Sometimes collaboration is accidental. I’ve had lessons that just happened to coordinate with the curriculum. For instance, our library at West Magnet Elementary in Batesville, Arkansas, was able to give students a “virtual field trip” via live stream to see President Barack Obama answering questions at DC Public Library’s Anacostia branch. Our 4th graders were studying the branches of government and we were in the midst of celebrating National Library Month—it just worked.
And sometimes collaboration happens outside of our libraries.
Our district’s school librarians encourage students and families to use Batesville’s public library, Independence County Library, for their reading needs during the school year and summer months. With a new director recently installed at the public library, it seemed like a good time to increase our advocacy and explore a school–public partnership. We decided to meet as a group—all six of our district’s school librarians, the public library director, two public library employees, and one public library board member—during the summer to get to know one another, establish goals, and share ideas for how we could copresent events.
In September, the school library joined forces with our public library for National Library Card Sign-Up Month.
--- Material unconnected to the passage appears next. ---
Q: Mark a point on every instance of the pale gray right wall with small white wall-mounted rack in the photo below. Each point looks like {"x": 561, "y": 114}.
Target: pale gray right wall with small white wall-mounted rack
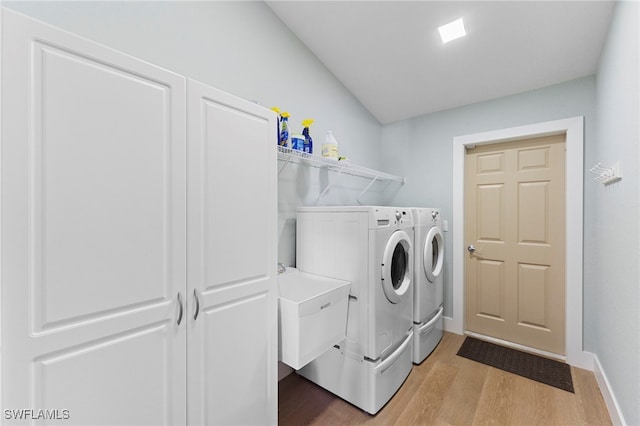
{"x": 612, "y": 257}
The public library was already celebrating with its own giveaways, but I was itching to get an event started. We decided on a games-themed celebration, “Fall for Books Fun Fest for Kids,” which was held in a small park across from the public library.
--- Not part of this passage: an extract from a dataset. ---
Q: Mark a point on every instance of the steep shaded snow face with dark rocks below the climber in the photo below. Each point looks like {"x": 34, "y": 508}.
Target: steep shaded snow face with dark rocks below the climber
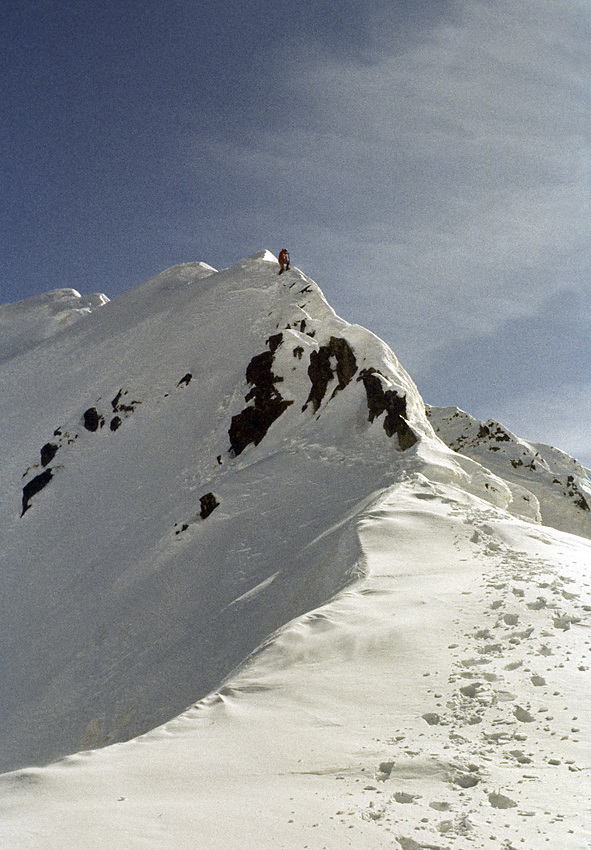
{"x": 182, "y": 474}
Using coordinated events and promotions to develop relationships with other libraries can help you reach young readers.
The concept was that children would receive a punch card upon arrival and get punches for participating in five games: ring toss, a water gun game, ladderball, washer toss, and bowling. After cards were completed, kids would receive a goody bag. The public library provided the punch cards, prizes, and a few items for the games. The school library provided the remaining items for games and a Kindle Fire to raffle during the festival.
When children claimed their goody bags, they had to visit a table where, strategically, a public librarian was stationed with library card registration forms. She was able to talk with every person who visited the festival to ask if he or she had a library card, used the library, and were aware of the services the library provided, such as ebooks, free internet access, and author visits.
Even for our small community, approximately 55 adults and 60 children visited the festival. Ten children signed up for a library card, as well as two adults. There were also 13 new registrations for ebook usage. The festival was scheduled for two hours on a Saturday morning to maximize attendance among our audience.
We were excited that the first outside-the-box collaboration was so successful, and we hope to continue and grow similar events in the following years. Many attendees said they would like to see a community event to kick off summer reading. Students remarked that they had seen us school librarians before “at that other library.” Parents and children see the value of the public library in establishing a reading community but are also making the connection between school libraries and public libraries.
Partnerships aren’t restricted to the four walls of your school or library building. Using coordinated events and promotions to develop relationships with other libraries—even academic or special libraries—can help you reach young readers and achieve common objectives.